The dams were built between 1918 and 1962 to provide hydropower, and immediately blocked salmon from migrating. Over time, the ecosystem started to collapse. By 1997, coho salmon in the river were listed as endangered. (The river was once the third-largest salmon fishery in the continental U.S.) In 2002, when the federal government diverted water to farms instead of letting it flow downstream in the river, tens of thousands of salmon died. Local tribes like the Yurok—who have lived by the river for at least 10,000 years, and who consider salmon a central and sacred part of their culture—started the long fight to take out the dams.
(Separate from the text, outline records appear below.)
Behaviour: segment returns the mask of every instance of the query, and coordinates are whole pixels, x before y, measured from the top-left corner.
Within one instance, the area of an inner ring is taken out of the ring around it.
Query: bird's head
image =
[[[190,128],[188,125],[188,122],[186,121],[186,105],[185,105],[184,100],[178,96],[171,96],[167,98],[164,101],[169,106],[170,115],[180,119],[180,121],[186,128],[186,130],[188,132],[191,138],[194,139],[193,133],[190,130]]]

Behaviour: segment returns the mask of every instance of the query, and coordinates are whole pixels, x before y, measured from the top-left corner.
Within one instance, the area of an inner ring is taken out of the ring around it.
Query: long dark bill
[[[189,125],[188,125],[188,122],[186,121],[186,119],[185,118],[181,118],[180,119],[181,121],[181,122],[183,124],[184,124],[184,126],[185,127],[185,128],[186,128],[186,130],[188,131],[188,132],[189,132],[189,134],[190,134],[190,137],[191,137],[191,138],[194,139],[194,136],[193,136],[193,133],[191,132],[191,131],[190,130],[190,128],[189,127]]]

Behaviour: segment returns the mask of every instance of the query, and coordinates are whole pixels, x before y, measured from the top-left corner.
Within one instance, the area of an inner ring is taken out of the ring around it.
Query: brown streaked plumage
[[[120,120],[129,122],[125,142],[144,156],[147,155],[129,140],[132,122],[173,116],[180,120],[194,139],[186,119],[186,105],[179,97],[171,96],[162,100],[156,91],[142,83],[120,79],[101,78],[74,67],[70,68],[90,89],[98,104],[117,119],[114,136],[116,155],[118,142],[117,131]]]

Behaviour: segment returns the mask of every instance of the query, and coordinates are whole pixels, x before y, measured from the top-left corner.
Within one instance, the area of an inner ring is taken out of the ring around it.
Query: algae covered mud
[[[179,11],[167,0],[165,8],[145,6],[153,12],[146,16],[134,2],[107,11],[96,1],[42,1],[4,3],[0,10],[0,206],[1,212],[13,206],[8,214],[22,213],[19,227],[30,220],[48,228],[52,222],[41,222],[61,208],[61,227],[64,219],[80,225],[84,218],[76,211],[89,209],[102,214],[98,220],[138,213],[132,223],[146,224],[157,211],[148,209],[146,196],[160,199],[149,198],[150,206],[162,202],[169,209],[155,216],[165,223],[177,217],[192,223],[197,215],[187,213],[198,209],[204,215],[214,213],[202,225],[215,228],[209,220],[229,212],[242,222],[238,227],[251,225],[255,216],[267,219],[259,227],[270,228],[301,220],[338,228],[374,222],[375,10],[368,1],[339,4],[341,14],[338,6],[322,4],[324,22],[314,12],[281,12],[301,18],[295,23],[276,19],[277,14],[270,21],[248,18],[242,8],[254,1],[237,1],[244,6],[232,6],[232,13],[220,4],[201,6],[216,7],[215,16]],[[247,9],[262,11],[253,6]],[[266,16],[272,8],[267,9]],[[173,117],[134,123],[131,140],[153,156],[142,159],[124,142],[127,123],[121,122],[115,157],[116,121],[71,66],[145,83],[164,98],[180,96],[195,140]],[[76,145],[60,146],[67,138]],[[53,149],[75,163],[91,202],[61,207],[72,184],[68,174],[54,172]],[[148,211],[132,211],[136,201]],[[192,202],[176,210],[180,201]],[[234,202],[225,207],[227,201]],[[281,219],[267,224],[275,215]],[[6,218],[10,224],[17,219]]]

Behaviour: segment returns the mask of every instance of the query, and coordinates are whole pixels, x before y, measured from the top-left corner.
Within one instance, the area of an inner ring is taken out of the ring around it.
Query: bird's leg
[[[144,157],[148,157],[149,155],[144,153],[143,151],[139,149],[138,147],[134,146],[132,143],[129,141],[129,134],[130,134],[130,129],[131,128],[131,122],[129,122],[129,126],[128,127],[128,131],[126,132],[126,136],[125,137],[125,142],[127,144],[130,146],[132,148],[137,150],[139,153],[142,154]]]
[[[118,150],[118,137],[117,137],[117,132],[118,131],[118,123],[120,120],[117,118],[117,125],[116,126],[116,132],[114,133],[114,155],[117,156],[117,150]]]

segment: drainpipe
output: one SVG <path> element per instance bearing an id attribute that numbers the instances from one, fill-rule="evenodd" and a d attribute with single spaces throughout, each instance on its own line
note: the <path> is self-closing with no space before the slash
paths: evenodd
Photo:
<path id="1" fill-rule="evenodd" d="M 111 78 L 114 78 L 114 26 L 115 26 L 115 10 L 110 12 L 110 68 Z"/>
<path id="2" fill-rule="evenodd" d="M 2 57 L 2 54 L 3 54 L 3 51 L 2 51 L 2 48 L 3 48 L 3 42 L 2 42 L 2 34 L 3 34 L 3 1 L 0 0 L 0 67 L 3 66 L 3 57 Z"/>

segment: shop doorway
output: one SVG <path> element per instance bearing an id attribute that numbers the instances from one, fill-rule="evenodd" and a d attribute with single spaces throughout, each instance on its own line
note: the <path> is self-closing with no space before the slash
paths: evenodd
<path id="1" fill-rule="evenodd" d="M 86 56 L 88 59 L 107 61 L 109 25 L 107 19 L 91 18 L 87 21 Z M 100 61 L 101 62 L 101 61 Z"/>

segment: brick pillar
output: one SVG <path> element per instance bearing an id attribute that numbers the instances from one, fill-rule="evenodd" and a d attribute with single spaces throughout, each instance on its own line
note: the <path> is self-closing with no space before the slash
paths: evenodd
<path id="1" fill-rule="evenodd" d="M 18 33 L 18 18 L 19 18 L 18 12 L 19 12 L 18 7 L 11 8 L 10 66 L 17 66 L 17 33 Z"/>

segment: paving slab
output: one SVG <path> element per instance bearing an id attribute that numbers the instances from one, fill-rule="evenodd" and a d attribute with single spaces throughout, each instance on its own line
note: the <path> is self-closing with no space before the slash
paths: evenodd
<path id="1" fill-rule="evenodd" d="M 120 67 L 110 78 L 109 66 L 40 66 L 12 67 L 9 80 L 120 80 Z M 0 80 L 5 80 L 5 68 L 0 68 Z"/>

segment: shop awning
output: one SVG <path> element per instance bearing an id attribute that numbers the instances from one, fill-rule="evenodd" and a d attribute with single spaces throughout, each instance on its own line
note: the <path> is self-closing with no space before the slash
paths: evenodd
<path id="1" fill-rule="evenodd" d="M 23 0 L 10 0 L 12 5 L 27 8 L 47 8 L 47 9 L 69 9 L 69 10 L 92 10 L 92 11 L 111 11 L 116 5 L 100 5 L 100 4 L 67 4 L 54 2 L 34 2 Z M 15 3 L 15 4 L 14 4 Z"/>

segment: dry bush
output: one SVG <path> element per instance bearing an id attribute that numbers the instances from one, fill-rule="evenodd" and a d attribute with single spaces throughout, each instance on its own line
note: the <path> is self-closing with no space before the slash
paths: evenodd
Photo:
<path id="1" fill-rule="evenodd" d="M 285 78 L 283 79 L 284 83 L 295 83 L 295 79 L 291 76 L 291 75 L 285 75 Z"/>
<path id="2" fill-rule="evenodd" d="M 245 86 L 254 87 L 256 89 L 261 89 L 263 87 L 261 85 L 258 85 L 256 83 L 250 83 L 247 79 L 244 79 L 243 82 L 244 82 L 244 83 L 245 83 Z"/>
Beyond the direct impact on fish, the dams impacted the larger environment as the flow of nutrients down the river stopped. Willis compares dams to a blockage in human arteries that eventually lead to a heart attack. “When you put a dam in a river, there’s an entire living network of things that depends on the flow of the river—the patterns and relationship of the river and its flow with the land around it,” she says. “When you block it, you start this long process of decline. That’s the bad news. The good news is one of the fastest ways to resuscitate a river and its surrounding ecosystem is to simply remove the dam.”
The advocacy was a challenge. But the tribes and environmental groups behind the campaign were helped by the fact that it was ultimately more expensive for the power company to keep the aging dams in place than to get rid of them. The power that the dams provided was also relatively easy to replace, since it made up only 2% of the utility’s power generation. (The utility’s overall plan to meet power needs includes more investment in renewable energy, more energy efficiency, and a small amount of natural gas.)
In 2016, after years of negotiation, the power company transferred the dams to a nonprofit in charge of their removal. In 2022, the federal government greenlit the plan, which had a cost of around $450 million, funded both by California state bond money and by utility customers.
The dams were taken out in phases, with the smallest removed in 2023 and the rest last year, all carefully timed to avoid disrupting fish that might try to swim through the area. First, the reservoirs were drained. Then demolition crews blew up larger concrete structures. Dump trucks cleared away rocks, dirt, and sand, returning some of the material to the hillsides it was carved out of decades ago.
Plans for restoring plant life started earlier. A crew of primarily Yurok tribe members began collecting seeds from native flowers and trees in 2019. Most of the seeds went to nurseries, where they were grown in fields to produce more flowers and even more seeds. “There were over 2,000 acres that needed revegetation,” says Joshua Chenoweth, an ecologist who worked with the Yurok tribe on the project. “Because it’s so large, you can’t collect enough seed to just throw it back on the landscape.”
The crew eventually spread billions of seeds using a variety of methods, from hand-planting to using a helicopter in areas where it was too dangerous to walk. Right now, the hills are covered in California poppies and a mix of other plants. “The hand-seeding exceeded my wildest expectations,” Chenoweth says.
The fish also came back faster than scientists expected. “The dam removal was officially complete on September 30,” says Willis. “The first salmon was detected swimming upstream into that ancestral habitat in three days, which was just shocking. Then, within a month, 6,000 salmon were detected swimming upstream. I don’t think anyone expected this quick of a response at this really large scale.”